– 13 de agosto de 2023 -.

Padre Joaquín Rodríguez

 

Queridos hermanos:

El pasado domingo celebrábamos la Transfiguración del Señor, fiesta que nos mostraba la divinidad de Cristo anticipando su Pasión; hoy vemos a Jesús en oración con el Padre, mostrándonos su humanidad. La humanidad de Jesús nos atrae a la oración; momento de intimidad único y necesario para que El se manifieste en nosotros y podamos, por su mediación, entrar en esa intimidad sin la cual no podemos tener vida espiritual y alcanzar la plenitud de nuestra humanidad.
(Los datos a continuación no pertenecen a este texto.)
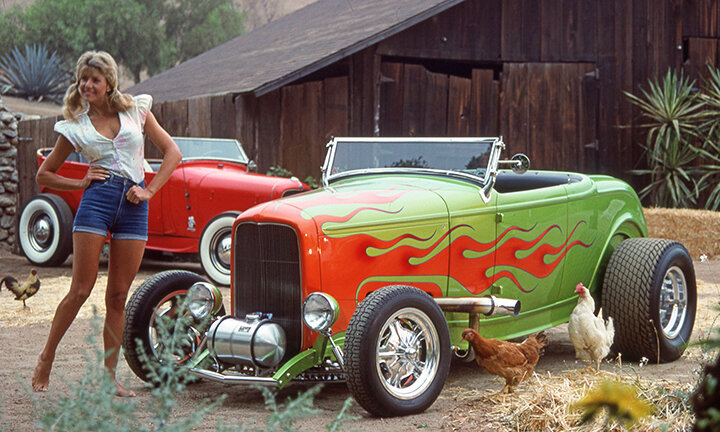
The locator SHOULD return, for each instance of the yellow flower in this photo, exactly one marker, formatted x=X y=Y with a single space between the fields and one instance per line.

En  el domingo XVIIIº, que fue sustituido por la Transfiguración, hubiésemos leído el relato de la primera multiplicación de los panes y los peces que nos presenta el evangelio de san Mateo; hoy leemos la continuación de ese relato, que nos conduce a la barca con los discípulos temerosos en medio de la tempestad; el enlace necesario e iluminador de esta escena lo encontramos en la oración de Jesús en el monte, donde se encuentra en la soledad con el Padre, de cuya comunión brota la fuerza y la luz con que está fundando la Iglesia de los Apóstoles.

La barca de Pedro es una imagen evangélica de la Iglesia; san Mateo nos la describe azotada por el temporal y aparentemente abandonada por el Señor. Cuando él se acerca sobre las aguas y calma el mar recuerda que la fe en su presencia invisible debería bastar para superar las dificultades (Mateo 14, 22-23). En el Antiguo Testamento la tormenta, el huracán y el fuego eran signos de la presencia de Dios, pero otras veces su llegada era más silenciosa y espiritual, como un susurro que pedía atención para discernirlo (I Reyes 19, 9ª.11-13ª).
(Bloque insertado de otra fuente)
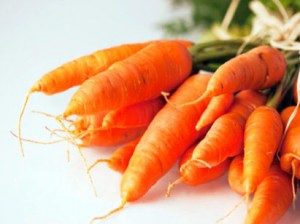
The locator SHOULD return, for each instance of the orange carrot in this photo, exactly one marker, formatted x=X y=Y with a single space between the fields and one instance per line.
x=111 y=136
x=259 y=68
x=194 y=175
x=296 y=89
x=161 y=145
x=235 y=174
x=75 y=72
x=119 y=159
x=139 y=114
x=262 y=137
x=273 y=197
x=216 y=107
x=290 y=151
x=286 y=113
x=225 y=137
x=160 y=66
x=88 y=129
En la carta a los Romanos comenzamos a leer la sección dedicada a explicar el enigma de la infidelidad de Israel a Jesucristo, tema angustioso y querido a un mismo tiempo por san Pablo: el destino de sus hermanos de raza, los judíos. El Antiguo Testamento muestra que el plan de salvación que ahora se está realizando no está en contradicción con las promesas hechas por Dios a los hebreos (Romanos 9, 1-5). Aun cuando no hayan reconocido en Jesús a su Salvador, siguen siendo el pueblo que recibió de Dios las promesas y que dio origen a Cristo.

San Agustín, obispo de Hipona, comparó la barca del evangelio de hoy con el madero de la Cruz. Las pruebas que sufrimos debilitan nuestra confianza en Dios, pues son incomprensibles para el mundo de hoy. Así concluye la reflexión del santo Obispo: “Este madero que transporta nuestra debilidad es la cruz del Señor, con la que nos signamos y nos libramos de ahogarnos en este mundo. Sufrimos las olas, pero allí está Dios para socorrernos. Es Jesús quien nos dice: Ánimo, soy yo, no tengan miedo”.